Re: May I take part in AbiWord CJKV develope? (fwd)


Subject: Re: May I take part in AbiWord CJKV develope? (fwd)
From: hj (huangj@citiz.net)
Date: Mon Oct 23 2000 - 08:36:12 CDT


----- Original Message -----
发件人: Vlad Harchev <hvv@hippo.ru>
收件人: Belcon <rainfall@yeah.net>
抄送: <abiword-dev@abisource.com>
发送时间: 2000年10月23日 17:15
主题: Re: May I take part in AbiWord CJKV develope? (fwd)

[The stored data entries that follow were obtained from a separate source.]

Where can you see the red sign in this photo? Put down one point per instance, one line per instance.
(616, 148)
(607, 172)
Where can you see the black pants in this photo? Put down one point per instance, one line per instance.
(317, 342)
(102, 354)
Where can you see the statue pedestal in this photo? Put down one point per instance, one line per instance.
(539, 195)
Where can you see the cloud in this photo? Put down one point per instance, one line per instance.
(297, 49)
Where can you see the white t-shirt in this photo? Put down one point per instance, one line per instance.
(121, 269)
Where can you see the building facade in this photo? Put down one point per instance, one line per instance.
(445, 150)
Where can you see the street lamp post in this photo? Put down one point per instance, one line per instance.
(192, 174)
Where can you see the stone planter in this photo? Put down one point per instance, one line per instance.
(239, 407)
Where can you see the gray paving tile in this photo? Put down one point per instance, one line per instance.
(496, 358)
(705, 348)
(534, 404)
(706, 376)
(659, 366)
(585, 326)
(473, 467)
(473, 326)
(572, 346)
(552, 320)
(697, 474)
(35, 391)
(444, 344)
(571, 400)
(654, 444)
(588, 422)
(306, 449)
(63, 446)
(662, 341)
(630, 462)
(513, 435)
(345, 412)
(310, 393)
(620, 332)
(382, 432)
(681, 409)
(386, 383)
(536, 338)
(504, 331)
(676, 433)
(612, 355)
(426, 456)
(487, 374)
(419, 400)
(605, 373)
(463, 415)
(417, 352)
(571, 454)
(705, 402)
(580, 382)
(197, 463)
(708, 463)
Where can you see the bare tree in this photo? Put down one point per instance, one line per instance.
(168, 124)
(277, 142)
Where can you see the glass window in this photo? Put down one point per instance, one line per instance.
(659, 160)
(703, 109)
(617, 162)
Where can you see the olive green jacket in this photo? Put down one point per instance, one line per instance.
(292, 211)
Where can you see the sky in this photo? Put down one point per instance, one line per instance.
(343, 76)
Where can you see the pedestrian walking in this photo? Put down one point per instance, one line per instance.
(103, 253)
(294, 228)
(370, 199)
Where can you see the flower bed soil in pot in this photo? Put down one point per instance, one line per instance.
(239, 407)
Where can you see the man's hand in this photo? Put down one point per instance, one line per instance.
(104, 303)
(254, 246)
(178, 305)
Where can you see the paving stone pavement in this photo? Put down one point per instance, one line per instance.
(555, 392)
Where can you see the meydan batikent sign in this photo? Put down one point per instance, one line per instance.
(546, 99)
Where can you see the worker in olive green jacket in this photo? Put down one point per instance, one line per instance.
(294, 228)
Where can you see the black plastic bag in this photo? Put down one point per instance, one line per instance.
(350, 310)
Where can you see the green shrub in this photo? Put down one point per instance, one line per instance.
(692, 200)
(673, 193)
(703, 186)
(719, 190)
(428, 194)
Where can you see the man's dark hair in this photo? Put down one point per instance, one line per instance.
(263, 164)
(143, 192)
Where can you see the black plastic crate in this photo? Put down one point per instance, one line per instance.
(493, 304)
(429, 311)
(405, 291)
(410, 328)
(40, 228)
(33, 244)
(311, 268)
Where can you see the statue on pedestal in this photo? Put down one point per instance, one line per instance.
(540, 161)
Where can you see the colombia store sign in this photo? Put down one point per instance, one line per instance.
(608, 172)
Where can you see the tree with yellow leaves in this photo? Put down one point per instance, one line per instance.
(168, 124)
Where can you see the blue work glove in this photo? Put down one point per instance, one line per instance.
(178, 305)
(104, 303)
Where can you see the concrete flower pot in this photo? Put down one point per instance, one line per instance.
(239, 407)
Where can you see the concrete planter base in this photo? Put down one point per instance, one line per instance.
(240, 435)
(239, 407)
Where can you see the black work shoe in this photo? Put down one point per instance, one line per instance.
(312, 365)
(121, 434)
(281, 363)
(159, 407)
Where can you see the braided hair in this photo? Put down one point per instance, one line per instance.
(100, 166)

> On Mon, 23 Oct 2000, Belcon wrote:
>
> Hi Belcon,
>
> > Hello Vlad:
> > > > I am glad to hear this.:-).But I still need learn something else.
> > >
> > > Moreover, this (or previous) week someone announced the existance of
patches
> > > for support of chineese in AW! (Seems this is your 1st target).
> > > Here is a location of the patch:
> > > http://www.hj.webprovider.com/develope/index.html
> > > I will forward that message with URL of screenshot to you too.
> >
> > Yes,I already know that place.I think this is a great work.
>
> As I understand it, this patch only supports Big5 and not GB2312, right?

This patch only supports GB2312. You must modify fonts.hj if you want it
support Big5.

>
> > > > Yes,GTK support CJK.(As you know,some people of China like me are
> > > > trying
> > > > their best to localize AbiWord,and they make progress.AbiWord now
can
> > > > use
> > > > Big5 Truetype Font very well.The only problem about GB2312 is that
> > > > AbiWord
> > > > doesn't show anything on screen if there is a GB2312
haracter.:-( .I
> > > > guess
> > > > that is something wrong with using GTK in a wrong way.)I never tried
> > > > Japanese and Korean,but I found that GTK+-1.2.8 have files named
> > > > "gtkrc.ko"
> > > > and "gtkrc.ja".Since GB2312 and Big5 work well,I guess KSC5601 and
> > > > JISX0208
> > > > work well too.:-)
> > >
> > > Nice to hear that. As I understand, there exist some patches to AW to
make it
> > > partially support CJKV?
> > > As for reason of not showing GB2312 - non-patched AW works this way,
not GTK
> > > :(
> > >
> >
> > A developt of Taiwan CLE group has made a patch support GB2312 and
> > Big5.But
> > there is very big problem just like what I said above.I don't know why
> > AbiWord
> > can't show GB2312(but it can print GB2312 properly) while Big5 is fine
> > after
> > patched.
> > I am working on this problem now.And I think if this problem
> > solved,AbiWord
> > support CJKV is simple IMO.
>
> I think the only location you should look is
> GR_Graphics::remapGlyph in file src/af/gr/xp/gr_Graphics.cpp
> once you successfuly can map Unicode character to some wide character in
> your locale. The result of mapping should be ready for drawing by
> gdk_draw_text_wc()
> in GR_UnixGraphics::drawChar() or GR_UnixGraphics::drawChars
> That's all.
> That's rather easy to achive IMO. The problem can be caused by GTK/GDK -
so
> just look into sources of gdk_draw_text_wc() (they are very easy to
> understand). Chances are that XLib is broken, and that causes your
problem.
> Feel free to ask any questions if they arise while you tweaking this..
> The quick solution could be looking at mozilla sources - it uses gtk on
> unixes.
>
> Once you've solved this, AW will support CJKV nicely.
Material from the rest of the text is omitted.